Since [Dave] is far from the equator, the N/S vertical orientation beats the pants off of East-West facing panels, especially in winter. What’s interesting is how much better the bifacial panels do compared to the “standard” tilted orientation. While peak power in the summer is much better with the tilted bifacial panels (indeed, even the tilted single-sided panels), in winter the vertical N/S panels blow them out of the water. (Especially when snow gets involved. Vertical panels don’t need sweeping!)

Even in the summer, though, there are advantages: the N/S panels may produce less power overall, but they give a trickle earlier and later in the day than the tilted orientation. Still, that extra peak power really shows, and over a six-month period from solstice-to-solstice, the vertical panels only produced 77% what the tilted bifacial panels did (while tilted single-sided panels produced 90%).

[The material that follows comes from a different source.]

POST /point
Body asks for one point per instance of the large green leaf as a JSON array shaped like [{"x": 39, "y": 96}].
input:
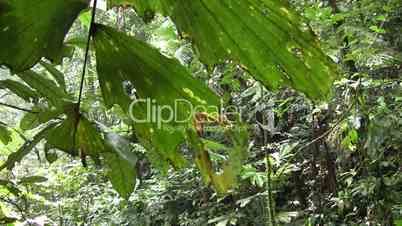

Is it worth it? That depends on your use case. If most of the power is going to A/C, you’ll need the extra in the warmer months. In that case, you want to tilt the panels. If you have a steady, predictable load, though, having even production winter/summer might be more to your liking– in that case you can join [Dave] in sticking solar panels straight up and down.

These results probably apply at latitudes similar to [Dave] who is in cloudy and snowy Ohio, which is perhaps not the ideal place for solar experimentation. If you’re not an Ohio-like distance from the equator, you might find an East-West array is the best bang for the buck. Of course if you really want to max out power from each individual cell, you can’t beat sun tracking regardless of where you are.